Plague Vendor are a fierce live band and the foursome have spent the last five years playing endless live shows. A fearless our-way-is-the-hard-way work ethic and famously physical live shows won the band a ferocious fan base. At the heart of every show is the frenetic performances by front man Brandon Blaine, guitarist Jay Rogers, bassist Michael Perez, drummer Luke Perine. That combined with the musicians’ energy and spirit, the band evokes a foreboding, and very rock ‘n’ roll presence. Plague Vendor are ready to release their third album, entitled By Night, a record that captures feelings of ruin and regeneration, of charisma and catastrophe and of slashing at the night with nothing but pure electricity. Where 2016’s BLOODSWEAT ended with a to-be-continued moment and Blaine shouting “Romance!” into the silence, By Night ends with a second of feedback and noise. It’s a perfectly spent finish to an adrenaline rush of a record that asks, “What just happened?” The band spent eleven days locked in at Hollywood’s legendary EastWest Studios (Brian Wilson, Ozzy Osbourne, Iggy Pop) with St Vincent producer John Congleton, with all visitors banned and all distraction eliminated. When they met Congleton they connected intensely and instantly, more like co-conspirators than colleagues. With Congleton’s precision production, they found their own way between the powerful-but-too-polished sound of right now and the engaging-but-aging reinterpretations of classic punk/rock albums of the 60s and 70s. The album is called By Night, because as Blaine says: “Nothing cool happens during the day.”

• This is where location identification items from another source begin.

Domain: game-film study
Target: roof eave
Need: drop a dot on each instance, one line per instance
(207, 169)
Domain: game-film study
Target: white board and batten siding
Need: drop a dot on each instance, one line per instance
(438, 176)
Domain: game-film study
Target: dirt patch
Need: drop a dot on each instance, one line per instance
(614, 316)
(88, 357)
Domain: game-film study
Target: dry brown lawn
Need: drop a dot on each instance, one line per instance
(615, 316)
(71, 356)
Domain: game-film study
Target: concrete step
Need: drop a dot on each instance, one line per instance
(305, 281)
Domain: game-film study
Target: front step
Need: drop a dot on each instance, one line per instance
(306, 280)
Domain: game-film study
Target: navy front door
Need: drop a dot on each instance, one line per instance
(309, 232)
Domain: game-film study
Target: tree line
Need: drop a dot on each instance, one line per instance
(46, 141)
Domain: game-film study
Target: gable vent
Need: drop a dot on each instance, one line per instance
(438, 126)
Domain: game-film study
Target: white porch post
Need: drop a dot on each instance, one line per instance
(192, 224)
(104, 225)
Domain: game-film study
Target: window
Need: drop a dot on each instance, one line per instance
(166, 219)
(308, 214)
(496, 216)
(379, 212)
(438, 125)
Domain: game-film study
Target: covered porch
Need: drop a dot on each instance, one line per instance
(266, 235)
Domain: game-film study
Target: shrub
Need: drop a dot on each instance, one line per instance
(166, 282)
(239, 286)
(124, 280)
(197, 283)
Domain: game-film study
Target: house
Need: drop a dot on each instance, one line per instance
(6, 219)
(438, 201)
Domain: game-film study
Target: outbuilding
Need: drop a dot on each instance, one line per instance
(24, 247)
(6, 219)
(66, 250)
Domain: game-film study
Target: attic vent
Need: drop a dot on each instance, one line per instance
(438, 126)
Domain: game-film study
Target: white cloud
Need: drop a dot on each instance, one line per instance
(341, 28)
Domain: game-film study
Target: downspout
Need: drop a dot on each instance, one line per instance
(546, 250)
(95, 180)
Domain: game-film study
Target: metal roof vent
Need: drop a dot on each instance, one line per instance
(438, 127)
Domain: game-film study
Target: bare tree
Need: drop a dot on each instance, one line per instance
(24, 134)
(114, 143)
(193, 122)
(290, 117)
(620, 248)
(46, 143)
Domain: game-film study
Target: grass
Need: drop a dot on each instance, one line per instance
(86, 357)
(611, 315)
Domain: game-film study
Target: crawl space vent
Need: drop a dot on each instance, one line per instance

Inspired by the warm, inviting sounds of ‘70s singer-songwriters like Jackson Browne and Graham Nash, Ryan Pollie wanted to make the most personal music of his career. He had released two albums as Los Angeles Police Department, and now he was ready to shed the protective barrier of his old band name — to make music, simply, as himself. Bolder and crisper than the albums he’s made as Los Angeles Police Department, his self-titled record emerges from a deeply collaborative place. He invited many of his closest friends over to his home to record the album, and a feeling of warm camaraderie shines through the music. “When somebody plays on a song, their character is in it,” he says. “I like to think all my friends are on this record. Their personality is in it. That was really important to me. I’m able to do what I do, mentally and emotionally, because of the people around me.”